Government institutions
Jawaharlal Nehru Tropical Botanic Garden & Research Institute 
Kerala State Bharat Scouts and Guides Centre
Institute of Animal Health&Veterinary Biological Institute
Chief Disease Investigation Office

 Indian Institute Of Oil Palm Research Center(ICAR)
Government community Health Centre.
Palode Police Station (Circle)
Kerala State Road Transportation Corporation Palode.
Palode Forest Range Office.
Integrated Child Development Services (ICDS)
PWD Guest House Palode
Shanthi kudeeram government public crematorium
Tribal employment exchange career development center and model samanwaya center
India's first tribal employment exchange

Economy 
Palode is predominantly an agriculture-dependent village and most of the people have directly or indirectly been involved in agriculture for their livelihood. With the spread of rubber cultivations in the 1970s and 1980s in the eastern regions of Kerala, farmers of Palode quickly moved over from Coconut and Paddy cultivations to Rubber, attracted by its high Return on Investment. In the 1990s, a lot of village youth traveled to the Middle East countries in search of jobs and, by now, a good number of adults from the village is working abroad and, therefore, remittance is also a good source of income. Flow of remittance has resulted in increase in the number of concrete buildings, replacing the old thatched and tiled houses.

History

Palode Mela 
Started as a livestock fair in 1962, transformed into a Grameen Mela held for 10 days.

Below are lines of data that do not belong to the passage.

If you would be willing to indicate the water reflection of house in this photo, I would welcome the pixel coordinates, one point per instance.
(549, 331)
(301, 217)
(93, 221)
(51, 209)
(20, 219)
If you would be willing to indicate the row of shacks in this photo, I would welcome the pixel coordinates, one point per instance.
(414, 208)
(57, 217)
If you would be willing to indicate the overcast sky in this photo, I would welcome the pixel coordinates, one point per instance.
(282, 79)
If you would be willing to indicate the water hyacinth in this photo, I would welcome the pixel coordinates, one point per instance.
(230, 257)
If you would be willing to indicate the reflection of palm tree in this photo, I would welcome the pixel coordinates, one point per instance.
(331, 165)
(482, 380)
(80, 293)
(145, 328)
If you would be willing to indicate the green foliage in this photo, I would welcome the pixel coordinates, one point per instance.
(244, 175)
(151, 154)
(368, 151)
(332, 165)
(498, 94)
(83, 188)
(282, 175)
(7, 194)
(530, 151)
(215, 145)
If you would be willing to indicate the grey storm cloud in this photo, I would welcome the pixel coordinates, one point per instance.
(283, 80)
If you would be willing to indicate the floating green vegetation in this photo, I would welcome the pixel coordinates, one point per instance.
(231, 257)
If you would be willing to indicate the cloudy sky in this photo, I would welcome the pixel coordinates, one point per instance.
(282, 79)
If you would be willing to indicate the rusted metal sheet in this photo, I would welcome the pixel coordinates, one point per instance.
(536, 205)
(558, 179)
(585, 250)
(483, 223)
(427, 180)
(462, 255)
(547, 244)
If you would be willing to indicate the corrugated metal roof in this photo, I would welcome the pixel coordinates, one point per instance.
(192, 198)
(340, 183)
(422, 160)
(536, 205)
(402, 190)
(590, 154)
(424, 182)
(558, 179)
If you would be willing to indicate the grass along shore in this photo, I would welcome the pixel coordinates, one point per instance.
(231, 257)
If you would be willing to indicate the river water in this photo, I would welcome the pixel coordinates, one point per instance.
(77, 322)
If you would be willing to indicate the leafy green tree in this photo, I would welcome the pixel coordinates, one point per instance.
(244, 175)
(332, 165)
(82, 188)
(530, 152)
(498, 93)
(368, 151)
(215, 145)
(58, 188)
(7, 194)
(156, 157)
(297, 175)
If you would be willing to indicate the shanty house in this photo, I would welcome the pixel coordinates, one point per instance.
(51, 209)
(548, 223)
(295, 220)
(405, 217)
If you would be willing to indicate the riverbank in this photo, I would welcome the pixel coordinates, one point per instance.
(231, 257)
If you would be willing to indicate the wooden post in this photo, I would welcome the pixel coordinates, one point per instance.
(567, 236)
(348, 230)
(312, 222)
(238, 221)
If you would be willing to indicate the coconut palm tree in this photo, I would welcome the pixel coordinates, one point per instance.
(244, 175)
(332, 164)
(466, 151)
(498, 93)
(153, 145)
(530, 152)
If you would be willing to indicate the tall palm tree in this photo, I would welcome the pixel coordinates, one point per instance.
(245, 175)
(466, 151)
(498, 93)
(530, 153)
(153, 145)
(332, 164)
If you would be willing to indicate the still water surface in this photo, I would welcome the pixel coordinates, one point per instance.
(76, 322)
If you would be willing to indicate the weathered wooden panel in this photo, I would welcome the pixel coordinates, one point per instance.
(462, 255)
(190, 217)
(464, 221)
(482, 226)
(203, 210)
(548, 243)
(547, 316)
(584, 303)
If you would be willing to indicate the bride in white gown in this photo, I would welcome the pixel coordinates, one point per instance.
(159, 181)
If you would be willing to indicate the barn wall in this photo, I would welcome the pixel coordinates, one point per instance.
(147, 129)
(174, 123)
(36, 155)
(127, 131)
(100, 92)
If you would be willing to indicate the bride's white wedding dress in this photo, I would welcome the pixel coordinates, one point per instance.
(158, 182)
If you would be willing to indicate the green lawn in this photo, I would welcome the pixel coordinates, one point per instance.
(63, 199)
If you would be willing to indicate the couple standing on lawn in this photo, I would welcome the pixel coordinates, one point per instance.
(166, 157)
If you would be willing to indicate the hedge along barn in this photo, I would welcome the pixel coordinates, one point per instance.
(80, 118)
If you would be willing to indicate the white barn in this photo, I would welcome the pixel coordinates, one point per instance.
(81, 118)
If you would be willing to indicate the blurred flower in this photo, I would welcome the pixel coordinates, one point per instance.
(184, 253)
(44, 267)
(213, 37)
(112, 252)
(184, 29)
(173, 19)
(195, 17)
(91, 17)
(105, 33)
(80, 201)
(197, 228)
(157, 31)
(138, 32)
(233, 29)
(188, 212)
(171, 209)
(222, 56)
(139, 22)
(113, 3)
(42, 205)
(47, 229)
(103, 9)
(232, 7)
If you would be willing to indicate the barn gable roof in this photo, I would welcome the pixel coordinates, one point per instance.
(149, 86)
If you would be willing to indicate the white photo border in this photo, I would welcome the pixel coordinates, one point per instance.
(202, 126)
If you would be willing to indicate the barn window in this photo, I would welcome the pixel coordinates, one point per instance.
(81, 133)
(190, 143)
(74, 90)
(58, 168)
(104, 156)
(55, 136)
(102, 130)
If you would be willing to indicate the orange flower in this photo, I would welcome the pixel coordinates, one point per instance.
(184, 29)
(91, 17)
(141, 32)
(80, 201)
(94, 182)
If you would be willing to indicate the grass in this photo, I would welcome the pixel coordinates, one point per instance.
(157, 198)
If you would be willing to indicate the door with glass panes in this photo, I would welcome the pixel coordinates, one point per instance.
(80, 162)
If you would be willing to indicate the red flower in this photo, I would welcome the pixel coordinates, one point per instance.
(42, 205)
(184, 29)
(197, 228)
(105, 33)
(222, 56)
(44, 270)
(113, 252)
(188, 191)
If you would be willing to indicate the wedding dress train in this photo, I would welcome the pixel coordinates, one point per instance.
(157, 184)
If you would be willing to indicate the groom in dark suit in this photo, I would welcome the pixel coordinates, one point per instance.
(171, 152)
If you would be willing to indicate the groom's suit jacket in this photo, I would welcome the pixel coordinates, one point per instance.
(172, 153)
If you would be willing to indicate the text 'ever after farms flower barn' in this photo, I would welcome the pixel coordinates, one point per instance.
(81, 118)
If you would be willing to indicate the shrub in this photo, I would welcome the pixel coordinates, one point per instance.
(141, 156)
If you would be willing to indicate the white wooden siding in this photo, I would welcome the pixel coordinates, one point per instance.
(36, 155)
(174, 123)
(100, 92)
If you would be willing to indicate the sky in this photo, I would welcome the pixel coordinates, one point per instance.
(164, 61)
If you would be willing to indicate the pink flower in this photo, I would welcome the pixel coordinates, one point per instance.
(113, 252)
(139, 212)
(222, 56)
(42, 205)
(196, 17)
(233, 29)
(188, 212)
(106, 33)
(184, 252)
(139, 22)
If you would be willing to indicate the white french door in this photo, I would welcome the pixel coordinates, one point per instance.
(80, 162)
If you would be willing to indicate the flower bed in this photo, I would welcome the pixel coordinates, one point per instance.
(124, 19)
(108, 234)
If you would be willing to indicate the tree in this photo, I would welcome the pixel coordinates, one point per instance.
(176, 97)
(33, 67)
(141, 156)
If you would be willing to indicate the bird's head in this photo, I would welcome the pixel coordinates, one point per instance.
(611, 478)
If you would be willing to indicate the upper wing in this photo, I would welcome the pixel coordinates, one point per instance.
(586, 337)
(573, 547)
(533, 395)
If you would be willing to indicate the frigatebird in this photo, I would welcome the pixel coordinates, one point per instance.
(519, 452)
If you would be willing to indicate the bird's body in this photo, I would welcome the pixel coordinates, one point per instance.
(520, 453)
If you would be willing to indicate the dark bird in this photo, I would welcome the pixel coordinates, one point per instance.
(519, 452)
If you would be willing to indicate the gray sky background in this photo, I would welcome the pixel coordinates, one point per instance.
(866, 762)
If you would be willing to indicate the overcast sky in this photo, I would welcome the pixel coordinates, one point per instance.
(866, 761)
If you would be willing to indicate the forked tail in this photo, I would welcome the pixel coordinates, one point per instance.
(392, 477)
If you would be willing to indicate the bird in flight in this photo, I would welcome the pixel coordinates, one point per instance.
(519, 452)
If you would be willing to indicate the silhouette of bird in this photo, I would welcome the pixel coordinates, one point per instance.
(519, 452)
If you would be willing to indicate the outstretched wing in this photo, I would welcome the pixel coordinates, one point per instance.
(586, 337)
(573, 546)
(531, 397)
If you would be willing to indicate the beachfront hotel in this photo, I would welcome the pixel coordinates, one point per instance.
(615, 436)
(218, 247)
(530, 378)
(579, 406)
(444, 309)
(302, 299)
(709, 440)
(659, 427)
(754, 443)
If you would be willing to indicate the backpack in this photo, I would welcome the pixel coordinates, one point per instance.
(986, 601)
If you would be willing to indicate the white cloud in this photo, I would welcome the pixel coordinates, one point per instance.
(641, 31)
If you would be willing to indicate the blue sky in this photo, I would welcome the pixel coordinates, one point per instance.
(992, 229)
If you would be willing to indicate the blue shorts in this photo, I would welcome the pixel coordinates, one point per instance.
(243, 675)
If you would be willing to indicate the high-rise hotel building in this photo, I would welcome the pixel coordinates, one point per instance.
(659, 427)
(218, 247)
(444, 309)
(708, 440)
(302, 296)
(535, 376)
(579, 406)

Palode Mela one of the traditional agricultural trade fare that has been started since 1962. Now it flourished the national fest of south kerala. February 7 to 16 people celebrate this Mela .More than 50000 peoples visits per year this Mela. When the period of cattles rolled the economic position of society, before the time of globalization and economic liberation, the farmers started this mela as a trade fare.